Penggunaan Kata Souvenir dalam Nama Usaha

Meskipun demikian, kita masih sering menemukan kata souvenir dalam nama usaha atau merek. Umumnya, pelaku usaha memilih bentuk tersebut karena pertimbangan kebiasaan dan daya tarik visual.

Namun, dalam artikel, deskripsi, atau teks informatif, kita tetap dianjurkan menggunakan kata suvenir agar selaras dengan kaidah bahasa.
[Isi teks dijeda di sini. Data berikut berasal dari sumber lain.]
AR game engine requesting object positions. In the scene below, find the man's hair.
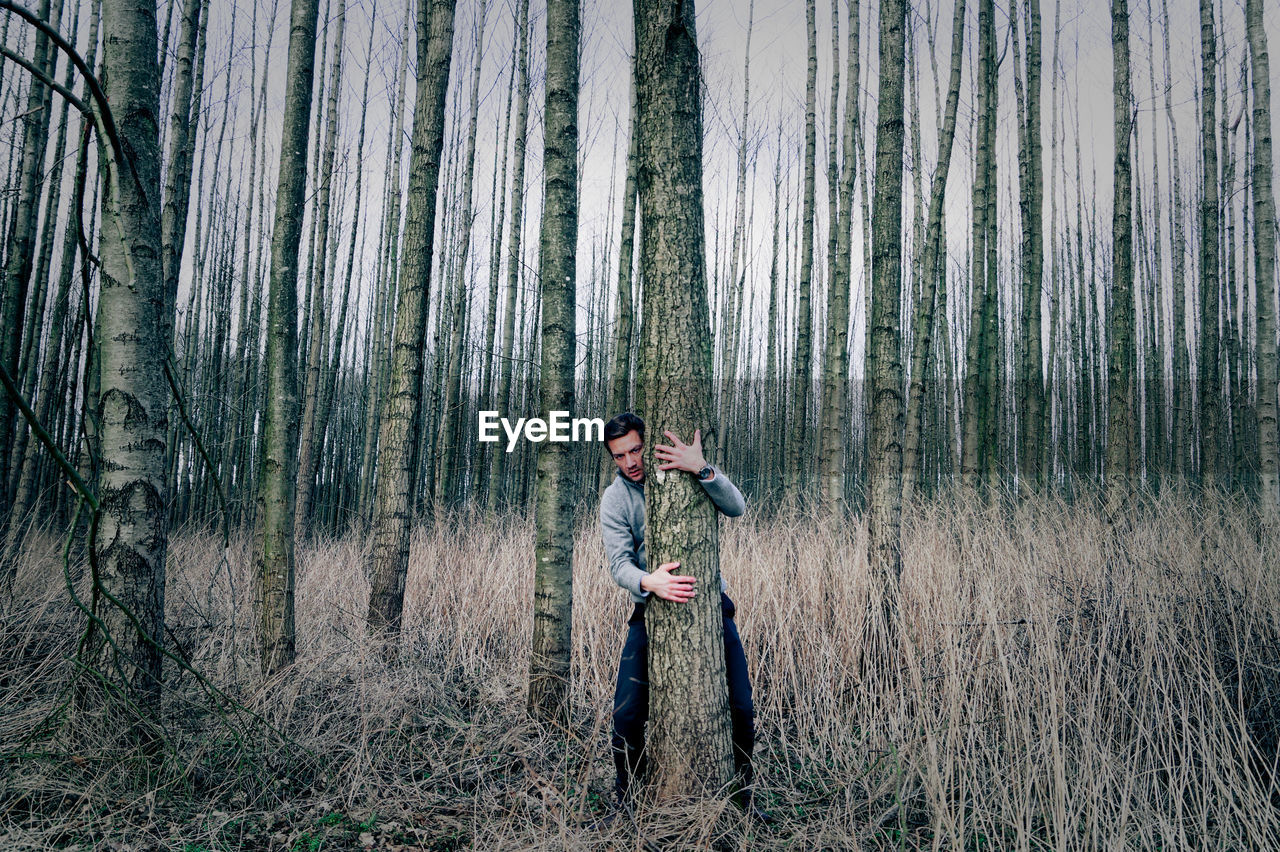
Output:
[604,411,644,444]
Pentingnya Konsistensi Penulisan

Konsistensi memainkan peran penting dalam kualitas tulisan. Jika kita mencampur dua bentuk kata yang berbeda, pembaca dapat merasa bingung. Oleh sebab itu, kita perlu menentukan satu bentuk sejak awal.

Dengan memilih kata suvenir dan menggunakannya secara konsisten, kita dapat menyajikan tulisan yang rapi dan mudah dipahami.

Kesimpulan

Pada akhirnya, kita dapat menyimpulkan bahwa souvenir merupakan ejaan asing yang sering muncul dalam penggunaan sehari-hari, sedangkan suvenir merupakan bentuk baku dalam bahasa Indonesia.

Oleh karena itu, dalam penulisan formal dan edukatif, kita sebaiknya menggunakan kata suvenir. Dengan pemahaman ini, kita dapat menerapkan bahasa Indonesia secara lebih tepat dan konsisten.